Network Rail sells railway arches to real estate firms for £1.5bn
Worried tenants told they will be protected by ‘charter’ but it lacks promises on rent rises

Network Rail has sold its railway arches to a pair of real estate investors as part of a £1.5bn deal and vowed that businesses working from the newly acquired spaces will be protected by a “tenants’ charter”.

Telereal Trillium and Blackstone Property Partners won the bidding for 5,200 properties, the majority of which are arches, the operator of Britain’s rail network said on Monday.

The sale has raised fears among tenants, such as independent shops, restaurants and craft breweries, that the new owners may impose unaffordable rent hikes. Concerned tenants have united under the banner of the campaign group Guardians of the Arches. The Guardian has approached the group for comment.

Network Rail said the £1.46bn proceeds from the sale would help it fund railway upgrades, bringing “major improvements for passengers and reducing the need for taxpayers to fund the railway”.

It said Telereal and Blackstone, which will hold equal ownership stakes, agreed to address tenants’ concerns by signing a charter guaranteeing them certain rights.

The charter includes promises to listen to tenants’ worries about rent reviews and engage with them in a timely fashion, but does not make any promises to avoid rent rises.

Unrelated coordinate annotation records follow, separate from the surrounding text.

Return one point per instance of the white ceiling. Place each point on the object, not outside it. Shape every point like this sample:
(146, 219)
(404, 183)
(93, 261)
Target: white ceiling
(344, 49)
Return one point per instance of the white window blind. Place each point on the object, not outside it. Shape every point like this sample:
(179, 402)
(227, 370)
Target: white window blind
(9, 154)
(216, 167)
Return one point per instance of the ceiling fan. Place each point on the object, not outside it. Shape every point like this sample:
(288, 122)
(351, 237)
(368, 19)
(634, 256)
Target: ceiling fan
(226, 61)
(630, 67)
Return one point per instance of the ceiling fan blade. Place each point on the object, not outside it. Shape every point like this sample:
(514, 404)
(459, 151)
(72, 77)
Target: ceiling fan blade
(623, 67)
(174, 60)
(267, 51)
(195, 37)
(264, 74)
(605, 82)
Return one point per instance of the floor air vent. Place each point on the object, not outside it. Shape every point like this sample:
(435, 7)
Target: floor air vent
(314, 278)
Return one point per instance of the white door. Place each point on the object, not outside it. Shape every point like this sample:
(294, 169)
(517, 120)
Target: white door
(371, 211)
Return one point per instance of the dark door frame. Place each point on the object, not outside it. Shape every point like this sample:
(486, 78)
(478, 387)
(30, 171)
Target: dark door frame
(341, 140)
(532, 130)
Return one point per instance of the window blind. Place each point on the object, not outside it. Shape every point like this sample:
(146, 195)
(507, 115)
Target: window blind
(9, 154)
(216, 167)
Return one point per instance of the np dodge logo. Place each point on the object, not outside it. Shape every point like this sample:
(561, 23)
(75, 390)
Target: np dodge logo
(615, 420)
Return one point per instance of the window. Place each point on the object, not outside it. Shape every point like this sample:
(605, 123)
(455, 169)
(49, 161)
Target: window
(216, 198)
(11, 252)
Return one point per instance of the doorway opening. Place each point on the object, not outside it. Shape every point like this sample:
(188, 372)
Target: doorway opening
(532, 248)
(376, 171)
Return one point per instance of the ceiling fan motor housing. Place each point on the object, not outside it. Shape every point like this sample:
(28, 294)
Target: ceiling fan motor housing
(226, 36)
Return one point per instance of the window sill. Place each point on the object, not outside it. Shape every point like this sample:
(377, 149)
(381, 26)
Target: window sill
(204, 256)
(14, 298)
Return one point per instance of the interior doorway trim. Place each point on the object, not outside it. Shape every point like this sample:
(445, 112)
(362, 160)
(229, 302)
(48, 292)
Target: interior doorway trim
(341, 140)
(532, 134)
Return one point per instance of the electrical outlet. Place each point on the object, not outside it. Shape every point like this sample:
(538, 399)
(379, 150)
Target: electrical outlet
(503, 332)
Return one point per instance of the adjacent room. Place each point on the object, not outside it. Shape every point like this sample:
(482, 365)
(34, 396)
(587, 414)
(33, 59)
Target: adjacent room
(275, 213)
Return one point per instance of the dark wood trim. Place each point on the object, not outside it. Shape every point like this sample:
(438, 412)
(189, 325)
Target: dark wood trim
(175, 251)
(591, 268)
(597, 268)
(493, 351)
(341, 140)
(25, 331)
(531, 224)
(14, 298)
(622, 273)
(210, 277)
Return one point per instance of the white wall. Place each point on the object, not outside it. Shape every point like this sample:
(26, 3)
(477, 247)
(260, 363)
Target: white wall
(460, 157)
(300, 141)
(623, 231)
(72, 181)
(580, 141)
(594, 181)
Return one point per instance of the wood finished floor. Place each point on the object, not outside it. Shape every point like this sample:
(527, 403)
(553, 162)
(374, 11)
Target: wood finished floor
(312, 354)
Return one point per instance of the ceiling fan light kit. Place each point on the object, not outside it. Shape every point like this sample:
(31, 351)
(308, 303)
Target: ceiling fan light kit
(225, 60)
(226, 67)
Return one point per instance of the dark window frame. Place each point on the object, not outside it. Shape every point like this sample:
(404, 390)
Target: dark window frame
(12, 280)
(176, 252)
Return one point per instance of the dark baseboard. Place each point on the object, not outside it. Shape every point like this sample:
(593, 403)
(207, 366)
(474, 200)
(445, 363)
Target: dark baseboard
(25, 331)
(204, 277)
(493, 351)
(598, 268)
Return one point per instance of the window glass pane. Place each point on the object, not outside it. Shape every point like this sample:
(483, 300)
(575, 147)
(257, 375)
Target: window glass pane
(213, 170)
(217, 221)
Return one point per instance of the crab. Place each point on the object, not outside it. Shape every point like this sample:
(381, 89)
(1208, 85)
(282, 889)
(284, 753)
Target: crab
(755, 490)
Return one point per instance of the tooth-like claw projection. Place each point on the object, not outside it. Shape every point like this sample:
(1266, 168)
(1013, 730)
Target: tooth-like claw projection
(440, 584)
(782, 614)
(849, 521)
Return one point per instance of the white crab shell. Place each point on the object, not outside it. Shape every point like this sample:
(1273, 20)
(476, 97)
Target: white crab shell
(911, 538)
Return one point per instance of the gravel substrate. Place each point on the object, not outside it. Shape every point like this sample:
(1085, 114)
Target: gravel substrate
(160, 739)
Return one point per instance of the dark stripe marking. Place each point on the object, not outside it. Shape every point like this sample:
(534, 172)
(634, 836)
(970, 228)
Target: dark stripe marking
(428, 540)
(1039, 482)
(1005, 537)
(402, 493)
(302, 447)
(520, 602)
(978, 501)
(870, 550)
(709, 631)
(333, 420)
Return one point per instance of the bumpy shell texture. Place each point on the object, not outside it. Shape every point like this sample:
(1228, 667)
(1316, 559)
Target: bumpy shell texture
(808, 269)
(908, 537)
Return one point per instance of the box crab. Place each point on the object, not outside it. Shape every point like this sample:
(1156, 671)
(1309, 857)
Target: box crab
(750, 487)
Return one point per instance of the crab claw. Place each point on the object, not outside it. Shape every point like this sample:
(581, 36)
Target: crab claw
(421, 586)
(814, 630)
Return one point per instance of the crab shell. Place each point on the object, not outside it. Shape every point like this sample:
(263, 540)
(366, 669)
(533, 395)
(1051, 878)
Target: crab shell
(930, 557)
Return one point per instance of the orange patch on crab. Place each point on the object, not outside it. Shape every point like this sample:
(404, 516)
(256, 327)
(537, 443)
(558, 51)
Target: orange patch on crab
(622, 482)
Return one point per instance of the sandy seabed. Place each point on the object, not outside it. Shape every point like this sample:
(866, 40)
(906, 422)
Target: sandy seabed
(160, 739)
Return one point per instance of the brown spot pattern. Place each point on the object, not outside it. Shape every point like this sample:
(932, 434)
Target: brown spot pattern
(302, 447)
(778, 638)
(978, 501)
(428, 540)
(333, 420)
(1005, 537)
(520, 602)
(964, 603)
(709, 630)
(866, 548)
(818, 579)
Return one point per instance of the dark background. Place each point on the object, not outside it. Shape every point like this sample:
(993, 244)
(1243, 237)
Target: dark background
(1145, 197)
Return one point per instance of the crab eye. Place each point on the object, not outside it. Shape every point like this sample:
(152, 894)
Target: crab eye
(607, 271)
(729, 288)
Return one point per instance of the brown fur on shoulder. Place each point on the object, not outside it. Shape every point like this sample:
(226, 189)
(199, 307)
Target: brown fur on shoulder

“We are aware that in recent years, increases in market rents have created financial pressures for some tenants,” the charter says.

It promises the owners will consider “new structures to provide financial or other support” to tenants struggling to pay their bills.

A further 1,800 properties were not included in the sale because Network Rail either needs to keep them to operate the railways or because they are part of the northern gateway redevelopment plan, under the auspices of Manchester city council.

Network Rail’s property estate, most of which is changing hands in the sale, brought in revenues of £304m last year, turning a profit of £81m.

But the company that oversees Britain’s rail infrastructure has been looking to offload the majority of the estate to raise funds. The sites are being sold on a 150-year lease, with Network Rail retaining the freehold to ensure it still has right of access for the future operation of the railway.

The Network Rail chairman, Sir Peter Hendy, said: “This deal is great news – for tenants it will mean significant commitment and investment, and for passengers and taxpayers it will mean massive, essential improvements without an extra burden on the public purse.”

David Biggs, the managing director of Network Rail Property, said: “We are proud to have fostered so many small, independent, diverse businesses and communities across the country, and we are confident that these will continue to thrive under the new owners.

“Ultimately our role is to run, improve and grow the railway, and managing these properties isn’t essential to that. The new owners will invest in and grow the estate, and we can focus on our core business of running the railway.”